New page [http://www.math.sci.hiroshima-u.ac.jp/~m-mat/MT/emt.html] Old page [http://www.math.keio.ac.jp/~matumoto/emt.html]
From the WebPage:
"”What is Mersenne Twister? Mersenne Twister(MT) is a pseudorandom number generator developped by Makoto Matsumoto and Takuji Nishimura (alphabetical order) during 1996-1997. MT has the following merits: It is designed with consideration on the flaws of various existing generators. The algorithm is coded into a C source downloadable below. Far longer period and far higher order of equidistribution than any other implemented generators. (It is proved that the period is 2^19937-1, and 623-dimensional equidistribution property is assured.) Fast generation. (Although it depends on the system, it is reported that MT is sometimes faster than the standard ANSI-C library in a system with pipeline and cache memory.) Efficient use of the memory. (The implemented C-code mt19937.c consumes only 624 words of working area.)””
-PhilipRiggs
I’d like to point out that there are two sets of random functions. srand and rand are the C standard functions, and srandom and random are the BSD-issued functions that the manpages recommend (check man random and man srand). also, there are sranddev and srandomdev, which read a seed value from /dev/random and call srandom with it.

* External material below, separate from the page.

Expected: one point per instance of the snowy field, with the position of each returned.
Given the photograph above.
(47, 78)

and to KevinPerry: those are functions, not methods.
–boredzo
A quick test of the method I added to the GeneratingRandomNumber page:
driven by
int results[6];
for (int i=0; i<6; i++){
results[i] = 0;
}
for (int i=0; i<10000000; i++){
long r = [DieModel randomLongFrom:1 to:6];
results[r-1]++;
}
for (int i=0; i<6; i++){
NSLog(@"r[%d] = %d",i+1,results[i]);
}
produces
r[1] = 1667172 r[2] = 1667044 r[3] = 1667503 r[4] = 1665171 r[5] = 1667205 r[6] = 1665905
The claim that every bit is usable is not equivalent to the claim that you can use the modulo operator to get randomness out.
For example, let’s say we have a function called Random() which returns random numbers evenly distributed between 0 and 255. In other words, every call gives you eight bits of randomness, which each bit being usable for anything. So Random() % 2 will give you a perfectly random bit, etc.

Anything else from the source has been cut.